Most existing networks are still inadequate for point cloud feature extraction and the utilization of high and low levels semantic information. Inspired by the feature processing [19,20] and deep supervision [21,22] in 2D image segmentation, the Multi-Scale Feature Fusion Based on RandLA-Net (MFFRand) is proposed in this paper, which makes better use of the feature information extracted from the network in point clouds.
The main contributions of this paper can be summarized as the following three aspects:
  • A multi-scale feature fusion module is proposed, which different levels of encoder-decoders interconnect to achieve effective feature fusion between high and low levels of semantic information.
  • A multi-loss supervision module is proposed, of which multiple sub-losses connected to different levels of encoder-decoder for supervision of the network training. By this way, the local structures could be trained more sufficiently to achieve better feature fusion, so as to further optimize the final segmentation results.
  • The MFFRand allows a one-time training for deep networks to obtain the outputs of network with different depths.

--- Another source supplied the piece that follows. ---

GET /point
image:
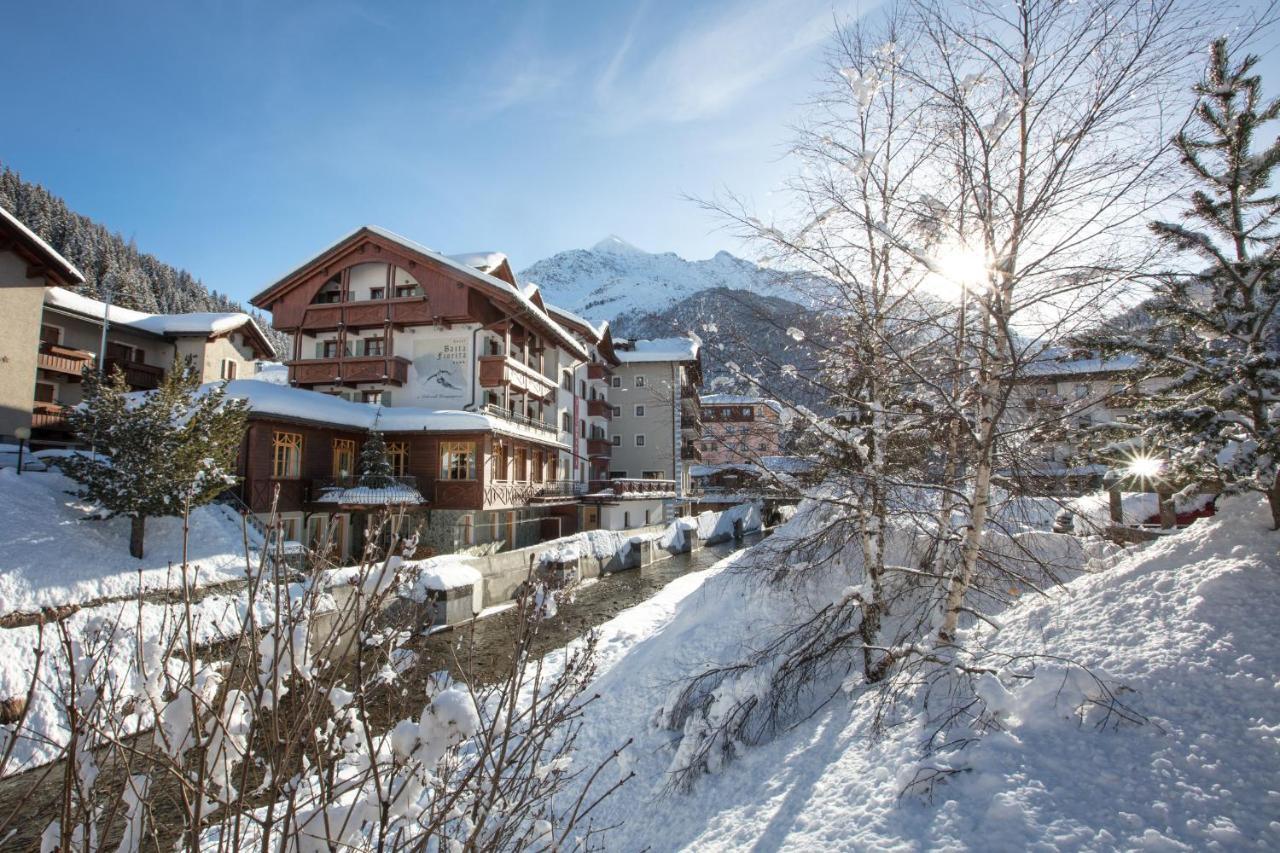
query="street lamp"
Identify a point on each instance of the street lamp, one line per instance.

This is so that the optimal network depth could be selected according to the results inferred by MFFRand.

2. Related Work

LiDAR is an important tool for environmental perception in autonomous driving. Many experts and scholars have conducted a lot of researches on how to use point cloud data of LiDAR to achieve efficient and accurate semantic segmentation, which mainly include projection-based, voxel-based and point-based methods.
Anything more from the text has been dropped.